Беско шел в общежитие подавленным. Ну зачем нужно было делать то, что он сделал? И вообще… Удивительная способность, когда-то спасшая ему жизнь, в целом приносила массу неудобств! Он шел и вспоминал об упавших стаканах, кусках хлеба. Когда был голоден, то сладить с собой совершенно не удавалось: все, что могло опрокинуться, опрокидывалось, падало, разбивалось. В школе у него постоянно были неприятности из-за того что на парте не могли улежать ни тетрадь, ни карандаш, ни книги… Стоило забыться, как книги прыгали в руки, резинки и ручки ползли по столам, падали на пол. Едва он научился владеть собой в подобных ситуациях — новая неприятность, о которой неловко было даже вспомнить… Хорошо, что Ли такая умница. Ослабив контроль над собой, Беско почувствовал безотчетное желание прикоснуться к девушке, ощутить ее, быть рядом… Ну, словом конфуз, что говорить… Вспомнились укоризненные взгляды Ли-Лин и стало совсем невмоготу.

— Ты что несешься как на пожар? — удивился едва поспевающий за ним Тылко Тон.

Беско хотел было огрызнуться, но внезапно его окликнули:

— Лен! Привет!

Из кабины стоящего у обочины грузового турбохода выглядывала веселая физиономия с копной кучерявых волос. Длинный нос, светлые, близко посаженные глаза и улыбка от уха до уха.

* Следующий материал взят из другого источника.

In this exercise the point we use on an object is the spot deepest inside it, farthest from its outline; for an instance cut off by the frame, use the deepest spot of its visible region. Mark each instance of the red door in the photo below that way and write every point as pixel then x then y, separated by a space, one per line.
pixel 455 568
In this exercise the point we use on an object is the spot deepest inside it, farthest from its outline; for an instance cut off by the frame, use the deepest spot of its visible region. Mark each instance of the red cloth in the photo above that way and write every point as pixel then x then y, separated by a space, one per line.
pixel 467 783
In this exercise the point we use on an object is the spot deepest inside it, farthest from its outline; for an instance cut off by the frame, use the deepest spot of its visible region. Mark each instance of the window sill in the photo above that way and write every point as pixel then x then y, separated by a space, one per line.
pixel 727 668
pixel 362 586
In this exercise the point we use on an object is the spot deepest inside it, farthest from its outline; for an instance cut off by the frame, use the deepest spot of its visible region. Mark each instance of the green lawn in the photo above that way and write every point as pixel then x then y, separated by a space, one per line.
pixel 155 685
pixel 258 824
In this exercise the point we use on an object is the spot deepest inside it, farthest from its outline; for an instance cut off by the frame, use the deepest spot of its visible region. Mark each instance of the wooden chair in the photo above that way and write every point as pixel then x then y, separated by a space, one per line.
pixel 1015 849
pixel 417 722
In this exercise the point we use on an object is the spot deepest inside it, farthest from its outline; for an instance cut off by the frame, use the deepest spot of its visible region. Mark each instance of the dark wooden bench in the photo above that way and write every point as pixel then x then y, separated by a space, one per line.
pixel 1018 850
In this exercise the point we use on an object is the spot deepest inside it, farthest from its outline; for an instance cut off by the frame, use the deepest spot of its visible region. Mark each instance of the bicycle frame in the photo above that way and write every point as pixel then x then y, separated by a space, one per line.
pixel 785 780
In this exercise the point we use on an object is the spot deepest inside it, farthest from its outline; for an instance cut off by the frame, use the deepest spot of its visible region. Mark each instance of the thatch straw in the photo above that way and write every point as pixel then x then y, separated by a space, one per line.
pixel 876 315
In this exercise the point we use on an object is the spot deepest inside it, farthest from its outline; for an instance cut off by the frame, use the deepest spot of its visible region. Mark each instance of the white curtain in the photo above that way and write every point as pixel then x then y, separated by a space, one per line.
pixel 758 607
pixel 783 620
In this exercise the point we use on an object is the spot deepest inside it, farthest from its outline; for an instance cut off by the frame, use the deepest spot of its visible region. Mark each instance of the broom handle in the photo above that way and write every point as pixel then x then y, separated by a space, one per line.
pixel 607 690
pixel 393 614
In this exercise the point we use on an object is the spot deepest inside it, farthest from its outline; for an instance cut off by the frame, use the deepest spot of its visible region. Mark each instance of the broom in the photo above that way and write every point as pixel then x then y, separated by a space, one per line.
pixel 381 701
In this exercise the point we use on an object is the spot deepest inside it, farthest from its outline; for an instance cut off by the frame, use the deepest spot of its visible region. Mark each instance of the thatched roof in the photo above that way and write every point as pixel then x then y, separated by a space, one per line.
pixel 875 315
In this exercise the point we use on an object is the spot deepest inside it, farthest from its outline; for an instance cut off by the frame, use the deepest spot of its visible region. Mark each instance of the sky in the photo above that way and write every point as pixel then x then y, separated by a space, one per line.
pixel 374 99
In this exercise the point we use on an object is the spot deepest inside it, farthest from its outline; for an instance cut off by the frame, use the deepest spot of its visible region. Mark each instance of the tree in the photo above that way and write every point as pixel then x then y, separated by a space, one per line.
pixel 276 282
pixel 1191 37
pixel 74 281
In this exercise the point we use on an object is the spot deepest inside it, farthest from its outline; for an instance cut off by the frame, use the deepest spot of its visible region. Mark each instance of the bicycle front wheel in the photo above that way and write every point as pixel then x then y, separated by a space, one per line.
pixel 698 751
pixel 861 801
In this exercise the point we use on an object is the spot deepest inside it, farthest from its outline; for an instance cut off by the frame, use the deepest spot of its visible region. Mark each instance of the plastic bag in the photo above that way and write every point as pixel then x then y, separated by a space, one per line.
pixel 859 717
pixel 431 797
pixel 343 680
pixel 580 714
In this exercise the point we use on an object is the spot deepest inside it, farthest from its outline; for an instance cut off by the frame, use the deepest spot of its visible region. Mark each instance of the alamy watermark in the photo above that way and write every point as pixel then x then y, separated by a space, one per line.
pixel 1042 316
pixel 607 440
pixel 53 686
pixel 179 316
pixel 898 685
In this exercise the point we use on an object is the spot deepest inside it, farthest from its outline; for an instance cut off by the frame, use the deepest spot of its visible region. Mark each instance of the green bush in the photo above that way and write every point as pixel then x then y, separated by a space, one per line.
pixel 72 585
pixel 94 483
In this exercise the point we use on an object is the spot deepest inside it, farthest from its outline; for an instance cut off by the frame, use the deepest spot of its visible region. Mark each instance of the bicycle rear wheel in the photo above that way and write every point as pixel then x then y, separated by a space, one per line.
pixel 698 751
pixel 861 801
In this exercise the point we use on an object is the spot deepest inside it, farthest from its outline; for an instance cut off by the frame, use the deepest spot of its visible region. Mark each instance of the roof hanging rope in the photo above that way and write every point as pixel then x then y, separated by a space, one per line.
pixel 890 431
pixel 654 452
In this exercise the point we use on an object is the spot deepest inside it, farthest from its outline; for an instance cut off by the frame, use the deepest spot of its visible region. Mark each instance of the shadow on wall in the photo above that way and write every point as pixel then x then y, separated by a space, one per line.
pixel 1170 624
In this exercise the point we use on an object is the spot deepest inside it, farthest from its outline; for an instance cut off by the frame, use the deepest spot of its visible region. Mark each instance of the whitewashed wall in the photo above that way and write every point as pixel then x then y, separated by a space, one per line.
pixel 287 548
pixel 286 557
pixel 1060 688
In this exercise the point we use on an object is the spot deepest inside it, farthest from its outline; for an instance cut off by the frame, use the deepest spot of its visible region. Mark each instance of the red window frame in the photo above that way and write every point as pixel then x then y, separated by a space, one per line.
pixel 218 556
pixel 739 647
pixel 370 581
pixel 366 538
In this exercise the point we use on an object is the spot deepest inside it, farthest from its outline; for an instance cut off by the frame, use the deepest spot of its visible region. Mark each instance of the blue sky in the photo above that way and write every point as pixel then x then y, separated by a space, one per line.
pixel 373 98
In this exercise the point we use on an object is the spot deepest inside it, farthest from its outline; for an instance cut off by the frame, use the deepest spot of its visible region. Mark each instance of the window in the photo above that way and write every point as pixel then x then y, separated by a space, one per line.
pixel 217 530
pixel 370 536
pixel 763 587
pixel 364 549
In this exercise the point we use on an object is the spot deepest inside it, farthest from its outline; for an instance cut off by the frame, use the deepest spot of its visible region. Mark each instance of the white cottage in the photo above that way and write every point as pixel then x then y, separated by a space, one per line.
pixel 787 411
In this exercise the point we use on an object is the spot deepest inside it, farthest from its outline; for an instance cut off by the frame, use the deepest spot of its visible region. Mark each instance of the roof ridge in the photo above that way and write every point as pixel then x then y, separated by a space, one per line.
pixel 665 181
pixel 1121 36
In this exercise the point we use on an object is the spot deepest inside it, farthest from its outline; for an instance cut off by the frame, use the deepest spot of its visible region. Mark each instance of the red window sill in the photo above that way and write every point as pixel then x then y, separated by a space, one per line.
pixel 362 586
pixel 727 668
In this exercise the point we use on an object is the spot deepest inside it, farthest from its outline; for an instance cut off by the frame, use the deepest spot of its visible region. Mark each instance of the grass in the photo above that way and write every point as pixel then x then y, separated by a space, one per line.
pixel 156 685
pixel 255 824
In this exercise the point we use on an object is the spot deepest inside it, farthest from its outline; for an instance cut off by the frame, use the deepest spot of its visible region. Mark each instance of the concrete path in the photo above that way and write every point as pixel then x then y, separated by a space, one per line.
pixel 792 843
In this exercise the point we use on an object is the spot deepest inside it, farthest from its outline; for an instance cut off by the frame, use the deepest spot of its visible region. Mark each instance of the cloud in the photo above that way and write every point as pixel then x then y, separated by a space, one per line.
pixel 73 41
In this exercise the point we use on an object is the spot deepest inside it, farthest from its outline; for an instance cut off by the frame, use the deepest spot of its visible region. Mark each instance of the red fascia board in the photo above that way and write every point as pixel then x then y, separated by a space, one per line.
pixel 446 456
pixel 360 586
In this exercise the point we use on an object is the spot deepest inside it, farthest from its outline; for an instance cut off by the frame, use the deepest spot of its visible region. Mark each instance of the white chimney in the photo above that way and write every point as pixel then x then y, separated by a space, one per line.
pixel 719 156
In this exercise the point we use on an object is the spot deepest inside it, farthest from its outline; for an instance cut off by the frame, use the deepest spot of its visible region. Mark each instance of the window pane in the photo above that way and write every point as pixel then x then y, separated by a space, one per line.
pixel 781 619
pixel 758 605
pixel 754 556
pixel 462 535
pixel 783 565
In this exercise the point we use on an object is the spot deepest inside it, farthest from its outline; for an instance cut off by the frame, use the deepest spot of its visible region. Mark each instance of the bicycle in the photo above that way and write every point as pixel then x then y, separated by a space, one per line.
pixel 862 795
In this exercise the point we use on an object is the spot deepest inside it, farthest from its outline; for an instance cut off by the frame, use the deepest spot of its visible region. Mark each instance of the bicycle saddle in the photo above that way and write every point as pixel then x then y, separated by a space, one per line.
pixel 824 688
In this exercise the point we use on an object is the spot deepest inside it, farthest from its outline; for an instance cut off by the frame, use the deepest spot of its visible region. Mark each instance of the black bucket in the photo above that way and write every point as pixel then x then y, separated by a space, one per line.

Беско растерянно кивнул головой.

— Ну как твоя нога?

— Фу ты… Не узнал я тебя. Зарос, прямо как настоящий художник… Нога не хвост, как говорится… Поболит и перестанет. А ты-то как?

— Да вот, как видишь!

Кучерявый весело кивнул на кузов турбохода, где видна была мраморная глыба.

— Ага… Понимаю… Опять за камень… Позвоночник-то давно не болит?

Ты же сам говорил, поболит и перестанет. А если серьезно, помоги разгрузить, будь другом… А этот парень с тобой? — кивнул он на Тылко Тона.

Через некоторое время турбоход уже катил по булыжнику окраины.

— Кто такой? — кивнул на кабину Тон.

— Художник. В госпитале вместе лежали. Я с ногой, он с позвоночником.

— Хорошо сидит. Дома-то вишь какие…

Беско посмотрел на особняки из красного морского камня, проплывающие по сторонам.

— Отец у него был большой человек. Тоже художник.

— Так это Ванко Вар?! — вытаращил глаза Тон.

— Сын его. Борко Вар. Соображай, по возрасту-то он же чуть постарше нас с тобой…

Глыбу мрамора закатили через окно в мастерскую Вара, которая находилась на первом этаже красивого двухэтажного особняка. Проводив соседей, помогавших установить глыбу, Борко закрыл дверь, зажег свет в мастерской, еще раз обошел поставленную торчком заготовку, по-хозяйски похлопал ее по шершавым бокам и, наконец, вернулся к Лену и Тылко.

— Садитесь, сейчас ужин сообразим…

Но Лен и Тылко уже нашли себе занятие. Вдоль стены стояли сотни рам с картинами, изрисованные картонки, валялись рулоны бумаги с эскизами.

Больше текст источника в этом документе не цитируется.